NovelToon NovelToon
BATAL SEBELUM SAH

BATAL SEBELUM SAH

Status: sedang berlangsung
Genre:Cinta setelah menikah / Konflik etika / Pernikahan Kilat / Cinta Seiring Waktu / Keluarga
Popularitas:27.3k
Nilai: 5
Nama Author: Nana 17 Oktober

"Menikahi Istri Cacat"
Di hari pernikahannya yang mewah dan nyaris sempurna, Kian Ardhana—pria tampan, kaya raya, dan dijuluki bujangan paling diidamkan—baru saja mengucapkan ijab kabul. Tangannya masih menjabat tangan penghulu, seluruh ruangan menahan napas menunggu kata sakral:

“Sah.”

Namun sebelum suara itu terdengar…

“Tidak sah! Dia sudah menjadi suamiku!”

Teriakan dari seorang wanita bercadar yang jalannya pincang mengguncang segalanya.

Suasana khidmat berubah jadi kekacauan.

Siapa dia?

Istri sah yang selama ini disembunyikan?

Mantan kekasih yang belum move on?

Atau sekadar wanita misterius yang ingin menghancurkan segalanya?

Satu kalimat dari bibir wanita bercadar itu membuka pintu ke masa lalu kelam yang selama ini Kian pendam rapat-rapat.

Akankah pesta pernikahan itu berubah jadi ajang pengakuan dosa… atau awal dari kehancuran hidup Kian?

Karya ini diterbitkan atas izin NovelToon Nana 17 Oktober, isi konten hanyalah pandangan pribadi pembuatnya, tidak mewakili NovelToon sendiri

23. Membekas

Sejenak, udara di antara mereka terasa penuh keharuan dan rasa syukur. Tak ada yang bicara, tapi tatapan mata mereka saling menyampaikan kehangatan dan penghargaan yang dalam.

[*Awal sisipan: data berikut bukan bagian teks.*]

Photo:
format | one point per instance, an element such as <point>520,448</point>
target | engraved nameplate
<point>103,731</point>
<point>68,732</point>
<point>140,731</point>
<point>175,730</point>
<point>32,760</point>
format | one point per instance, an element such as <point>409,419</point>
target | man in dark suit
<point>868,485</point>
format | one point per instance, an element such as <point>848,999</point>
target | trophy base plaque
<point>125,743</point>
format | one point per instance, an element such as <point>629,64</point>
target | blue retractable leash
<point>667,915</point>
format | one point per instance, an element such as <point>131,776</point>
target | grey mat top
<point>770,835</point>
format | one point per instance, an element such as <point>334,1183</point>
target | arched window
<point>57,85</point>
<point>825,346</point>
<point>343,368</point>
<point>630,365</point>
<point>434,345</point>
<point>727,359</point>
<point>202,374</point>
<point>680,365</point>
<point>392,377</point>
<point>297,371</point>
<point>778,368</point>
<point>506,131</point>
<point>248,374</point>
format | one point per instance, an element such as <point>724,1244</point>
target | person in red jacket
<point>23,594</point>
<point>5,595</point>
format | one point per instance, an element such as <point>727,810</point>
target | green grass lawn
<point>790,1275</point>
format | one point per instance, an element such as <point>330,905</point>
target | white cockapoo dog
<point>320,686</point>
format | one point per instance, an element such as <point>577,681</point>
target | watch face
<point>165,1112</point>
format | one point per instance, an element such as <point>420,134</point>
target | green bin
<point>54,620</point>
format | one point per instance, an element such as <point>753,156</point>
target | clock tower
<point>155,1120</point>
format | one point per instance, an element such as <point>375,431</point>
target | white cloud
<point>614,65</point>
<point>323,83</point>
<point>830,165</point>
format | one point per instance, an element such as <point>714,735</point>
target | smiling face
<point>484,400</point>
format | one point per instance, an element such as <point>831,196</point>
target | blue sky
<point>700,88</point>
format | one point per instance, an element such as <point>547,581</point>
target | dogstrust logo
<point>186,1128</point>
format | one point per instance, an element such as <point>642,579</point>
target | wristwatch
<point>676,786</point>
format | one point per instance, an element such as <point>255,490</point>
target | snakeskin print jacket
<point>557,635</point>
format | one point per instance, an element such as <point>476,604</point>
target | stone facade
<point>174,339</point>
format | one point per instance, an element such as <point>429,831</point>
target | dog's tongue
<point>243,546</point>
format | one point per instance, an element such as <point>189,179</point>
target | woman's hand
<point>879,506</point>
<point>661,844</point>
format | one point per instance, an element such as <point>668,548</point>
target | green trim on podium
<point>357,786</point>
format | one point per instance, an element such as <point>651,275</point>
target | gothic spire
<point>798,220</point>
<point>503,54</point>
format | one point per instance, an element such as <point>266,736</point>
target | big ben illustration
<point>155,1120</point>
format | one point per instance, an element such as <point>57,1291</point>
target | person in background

Lalu, suara lembut Kyai Zubair memecah keheningan.

“Kalau begitu, kami pamit kembali ke pondok,” ujarnya sopan, menoleh pada Keynan dan Aisyah.

“Oh ya,” sahut Keynan, “Kanya juga ingin pulang ke pondok. Katanya masih harus membereskan barang-barangnya. Tapi ia menolak diantar kami karena akan tinggal beberapa hari di sana untuk mengurus beberapa hal.”

Ia menghela napas sebentar, lalu menambahkan, “Sebenarnya tadi Kian yang hendak mengantar, tapi tiba-tiba muncul masalah mendesak di perusahaan yang harus segera ditangani. Jadi, Kian tidak bisa mengantar.”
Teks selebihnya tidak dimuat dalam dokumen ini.